The memory of the one to whom the following letter was addressed, as well as of the writer, will give to it special interest: —


CONSTANTINOPLE, Dec. 5, 1831.


“ To MRS. JOANNA BETHUNE:


“ DEAR MADAM, — As Dr. De Kay, of your city, is proceeding directly from this to New York, I avail myself of the opportunity of replying to your esteemed favor of July 6. It was received early in October, though the books for Infant School No. 1, which you sent at the same time, were not received until very recently. I received also with these several other books, of which your letter made no mention, and I therefore conclude that I am indebted to other friends in New York, as well as yourself. All the books, both yours and theirs, were very acceptable, and the more so as we had recently suffered such a loss by the conflagration at Pera, of which you have doubtless heard. Indeed, by that terrible visitation we were, in almost every respect, excepting that our persons were untouched and the lives of our children graciously preserved, reduced in one short hour to the condition of the patriarch Job.
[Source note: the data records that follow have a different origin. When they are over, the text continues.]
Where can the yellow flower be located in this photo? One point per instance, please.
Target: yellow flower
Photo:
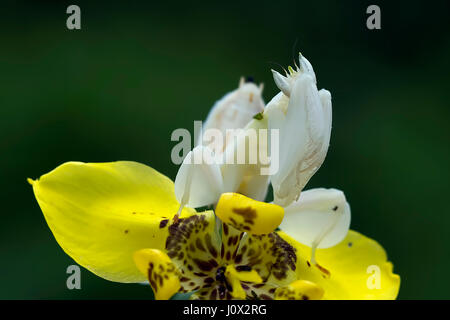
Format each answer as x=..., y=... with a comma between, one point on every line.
x=115, y=219
x=126, y=222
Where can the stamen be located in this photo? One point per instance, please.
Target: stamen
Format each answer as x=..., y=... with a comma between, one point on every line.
x=186, y=194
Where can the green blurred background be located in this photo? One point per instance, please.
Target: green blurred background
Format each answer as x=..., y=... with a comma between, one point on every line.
x=117, y=88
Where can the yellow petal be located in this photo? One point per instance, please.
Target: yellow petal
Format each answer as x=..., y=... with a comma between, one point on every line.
x=299, y=290
x=246, y=214
x=161, y=272
x=358, y=269
x=234, y=278
x=101, y=213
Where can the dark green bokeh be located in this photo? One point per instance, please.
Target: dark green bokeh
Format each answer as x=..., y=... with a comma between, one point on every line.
x=116, y=89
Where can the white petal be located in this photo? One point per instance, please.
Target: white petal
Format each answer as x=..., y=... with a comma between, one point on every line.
x=199, y=180
x=282, y=83
x=304, y=138
x=234, y=111
x=306, y=66
x=321, y=218
x=246, y=178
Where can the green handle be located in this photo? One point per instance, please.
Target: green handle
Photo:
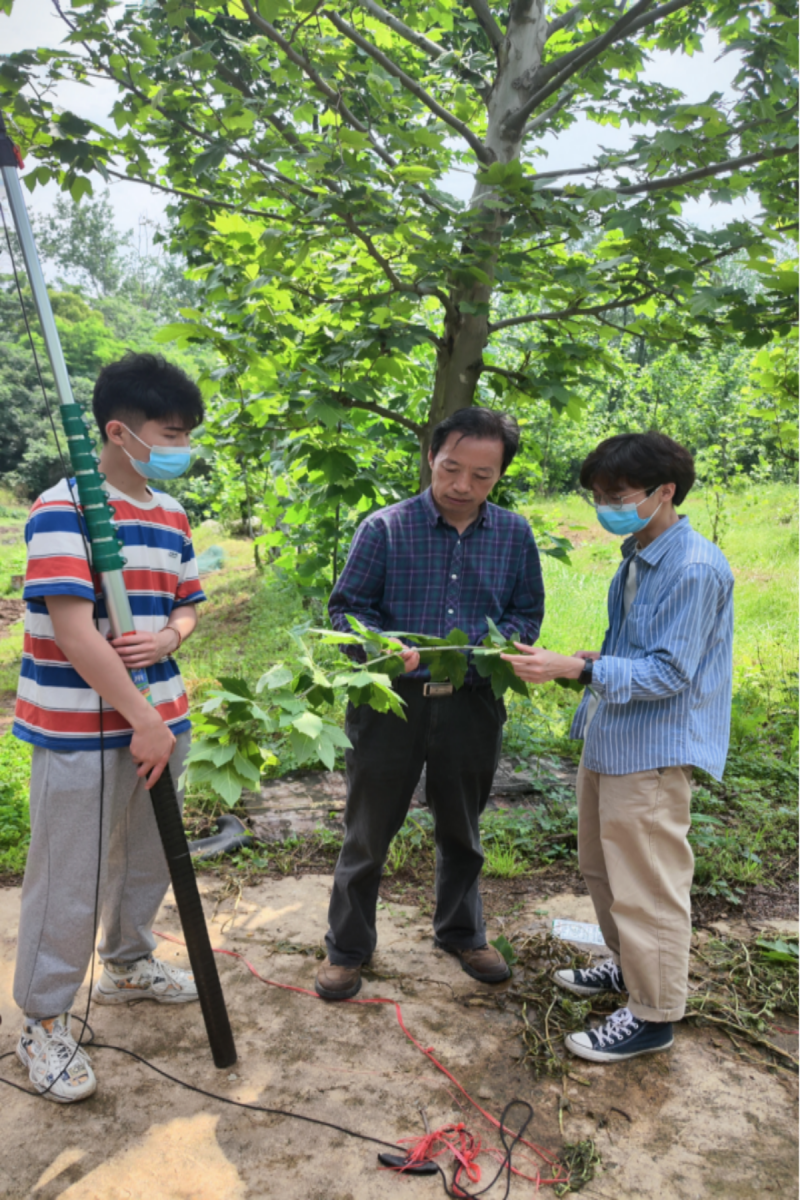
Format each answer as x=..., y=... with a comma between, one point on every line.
x=97, y=510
But our friends in this quarter, instead of sitting down, like his at the first, upon the ground with us, and not speaking a word of comfort, at once manifested great sympathy and kindness toward us, which they expressed in deeds as well as in words. And if those at a distance do the same, we and they shall be like Job and his friends at the last, when they all came to comfort him; and he prayed for them, and every man also gave him a piece of money, and every one an ear-ring of gold; and the Lord blessed the latter end of Job more than his beginning.


“ As to our circumstances, our schools, and our prospects, I beg leave to refer you to Dr. D*v Kay. He has resided here about four months, and near half the time in our own family; and to his professional advice and services on several occasions, as well as to his friendship, and that of Messrs.


Eckford and Rhind, who are also from New York, we acknowledge with pleasure our obligations.